Regulators are to vote on a key provision of the new healthcare legislative overhaul: the controversial rules governing how much insurers must spend on patients’ medical care.
The National Association of Insurance Commissioners (NAIC) has drawn up a set of draft recommendations that will be voted on by the Executive Committee and then sent to HHS Secretary Kathleen Sebelius, who will have the final say.
A key stake is the ‘medical loss ratio’, which is the amount insurers spend on medical care versus administration and profit. The law approved by Congress in March would see insurers spend at least 80% of revenues on direct medical care or issue rebates to consumers if they fail to hit the target. The debate is over what insurers can include when calculating medical care expenditure. Insurers are pressing for the broadest possible definition, while consumers push in the opposite direction.
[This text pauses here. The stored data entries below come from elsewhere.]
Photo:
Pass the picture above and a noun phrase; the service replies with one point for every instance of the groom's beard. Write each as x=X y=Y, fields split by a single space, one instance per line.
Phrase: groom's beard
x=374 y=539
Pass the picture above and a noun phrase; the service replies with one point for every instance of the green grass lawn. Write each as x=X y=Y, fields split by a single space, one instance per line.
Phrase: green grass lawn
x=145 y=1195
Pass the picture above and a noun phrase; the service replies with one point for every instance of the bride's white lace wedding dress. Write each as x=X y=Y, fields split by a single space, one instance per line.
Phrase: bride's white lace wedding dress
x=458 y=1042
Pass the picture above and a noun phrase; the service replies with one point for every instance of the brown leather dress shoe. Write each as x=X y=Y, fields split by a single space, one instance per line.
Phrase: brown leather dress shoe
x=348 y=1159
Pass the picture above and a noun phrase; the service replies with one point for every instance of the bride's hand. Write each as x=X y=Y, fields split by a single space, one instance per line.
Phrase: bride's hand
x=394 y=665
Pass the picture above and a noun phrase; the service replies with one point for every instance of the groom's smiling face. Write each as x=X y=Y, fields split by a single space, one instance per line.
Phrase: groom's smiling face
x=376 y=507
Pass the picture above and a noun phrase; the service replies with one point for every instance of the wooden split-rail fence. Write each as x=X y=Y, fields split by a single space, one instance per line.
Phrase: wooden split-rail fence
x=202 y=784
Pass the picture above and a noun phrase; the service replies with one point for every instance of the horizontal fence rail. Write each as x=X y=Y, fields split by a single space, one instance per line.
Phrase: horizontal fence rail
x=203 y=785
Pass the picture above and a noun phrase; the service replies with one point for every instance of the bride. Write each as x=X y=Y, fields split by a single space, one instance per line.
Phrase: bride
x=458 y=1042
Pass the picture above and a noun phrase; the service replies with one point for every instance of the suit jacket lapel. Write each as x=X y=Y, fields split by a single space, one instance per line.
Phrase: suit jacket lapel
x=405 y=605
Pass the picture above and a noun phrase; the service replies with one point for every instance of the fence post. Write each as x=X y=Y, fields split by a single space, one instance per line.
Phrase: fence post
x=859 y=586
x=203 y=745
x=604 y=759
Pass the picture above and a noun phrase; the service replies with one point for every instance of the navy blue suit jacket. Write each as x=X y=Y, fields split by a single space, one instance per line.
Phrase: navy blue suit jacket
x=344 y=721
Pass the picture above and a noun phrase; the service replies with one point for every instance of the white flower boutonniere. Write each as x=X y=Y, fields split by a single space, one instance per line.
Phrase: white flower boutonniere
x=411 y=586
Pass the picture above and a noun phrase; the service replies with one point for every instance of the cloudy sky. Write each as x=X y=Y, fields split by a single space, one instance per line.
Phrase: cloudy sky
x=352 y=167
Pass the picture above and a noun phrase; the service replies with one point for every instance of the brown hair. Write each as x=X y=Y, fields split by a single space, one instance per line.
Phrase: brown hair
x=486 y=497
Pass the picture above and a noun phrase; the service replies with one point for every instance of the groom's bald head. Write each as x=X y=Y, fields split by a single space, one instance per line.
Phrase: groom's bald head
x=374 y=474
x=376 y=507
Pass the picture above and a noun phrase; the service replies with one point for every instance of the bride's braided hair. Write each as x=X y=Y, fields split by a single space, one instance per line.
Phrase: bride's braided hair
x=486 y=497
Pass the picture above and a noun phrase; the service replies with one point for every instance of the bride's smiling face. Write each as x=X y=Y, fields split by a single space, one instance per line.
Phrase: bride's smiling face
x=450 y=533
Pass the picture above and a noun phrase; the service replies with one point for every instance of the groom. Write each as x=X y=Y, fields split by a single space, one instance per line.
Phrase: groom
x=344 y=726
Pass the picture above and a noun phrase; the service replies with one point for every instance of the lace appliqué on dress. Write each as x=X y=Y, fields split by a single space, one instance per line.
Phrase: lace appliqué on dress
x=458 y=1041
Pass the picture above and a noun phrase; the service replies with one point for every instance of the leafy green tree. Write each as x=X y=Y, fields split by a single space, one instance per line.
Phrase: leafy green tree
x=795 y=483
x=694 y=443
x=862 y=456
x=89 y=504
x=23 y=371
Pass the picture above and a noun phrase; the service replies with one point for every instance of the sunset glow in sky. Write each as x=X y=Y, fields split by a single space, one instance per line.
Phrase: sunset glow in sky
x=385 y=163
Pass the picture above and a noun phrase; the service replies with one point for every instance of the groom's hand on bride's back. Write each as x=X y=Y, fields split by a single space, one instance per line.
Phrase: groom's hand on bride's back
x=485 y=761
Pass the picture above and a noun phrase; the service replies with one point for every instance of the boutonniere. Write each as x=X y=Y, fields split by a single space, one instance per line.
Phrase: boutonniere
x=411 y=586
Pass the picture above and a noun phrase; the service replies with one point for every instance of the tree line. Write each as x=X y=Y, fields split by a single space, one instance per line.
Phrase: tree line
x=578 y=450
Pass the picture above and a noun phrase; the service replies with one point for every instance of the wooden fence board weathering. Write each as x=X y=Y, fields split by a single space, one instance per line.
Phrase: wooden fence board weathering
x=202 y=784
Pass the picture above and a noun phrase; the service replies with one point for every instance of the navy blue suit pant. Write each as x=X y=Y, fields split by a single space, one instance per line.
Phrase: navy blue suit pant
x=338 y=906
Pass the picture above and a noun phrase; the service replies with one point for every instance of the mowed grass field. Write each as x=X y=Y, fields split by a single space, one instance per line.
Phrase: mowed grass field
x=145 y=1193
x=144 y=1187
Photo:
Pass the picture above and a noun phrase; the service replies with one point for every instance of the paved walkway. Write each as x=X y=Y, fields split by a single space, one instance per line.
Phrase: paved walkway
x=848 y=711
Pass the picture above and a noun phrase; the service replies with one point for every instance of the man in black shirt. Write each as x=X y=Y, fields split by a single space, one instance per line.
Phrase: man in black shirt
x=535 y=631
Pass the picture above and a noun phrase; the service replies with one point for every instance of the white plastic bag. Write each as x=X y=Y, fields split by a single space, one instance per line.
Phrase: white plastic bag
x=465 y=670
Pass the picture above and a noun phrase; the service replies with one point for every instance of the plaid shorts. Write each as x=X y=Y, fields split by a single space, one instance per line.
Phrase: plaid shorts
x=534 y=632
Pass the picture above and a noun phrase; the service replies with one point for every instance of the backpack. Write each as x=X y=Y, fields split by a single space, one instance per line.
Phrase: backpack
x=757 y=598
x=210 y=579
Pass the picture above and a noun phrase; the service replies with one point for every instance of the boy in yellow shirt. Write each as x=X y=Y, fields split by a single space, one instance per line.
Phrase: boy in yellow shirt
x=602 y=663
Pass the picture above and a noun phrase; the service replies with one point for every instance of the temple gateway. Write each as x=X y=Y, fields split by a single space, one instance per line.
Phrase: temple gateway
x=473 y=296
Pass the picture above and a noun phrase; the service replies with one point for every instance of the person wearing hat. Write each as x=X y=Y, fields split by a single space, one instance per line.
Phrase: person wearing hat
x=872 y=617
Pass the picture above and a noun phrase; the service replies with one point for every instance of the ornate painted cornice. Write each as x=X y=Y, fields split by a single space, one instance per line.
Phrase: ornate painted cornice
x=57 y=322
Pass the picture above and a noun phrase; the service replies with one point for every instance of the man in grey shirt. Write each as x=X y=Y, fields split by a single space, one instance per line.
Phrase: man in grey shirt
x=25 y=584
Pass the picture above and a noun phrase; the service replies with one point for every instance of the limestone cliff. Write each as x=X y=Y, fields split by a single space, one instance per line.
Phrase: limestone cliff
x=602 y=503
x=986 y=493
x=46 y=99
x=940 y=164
Several last-minute amendments are worrying consumers. These would do the following: remove sales agent commissions from the medical loss ratio calculation instead of including it in administrative costs; allow insurers to calculate ratios on a national rather than state basis, which would allow insurers to average their high and low-spending policies and thus avoid paying rebates; and change a ‘credibility adjustment’ formula to allow many insurers to hit the medical spending targets, regardless of whether they actually hit the 80% target.
Following the closed-session meeting yesterday, a clear outcome will emerge after the vote today.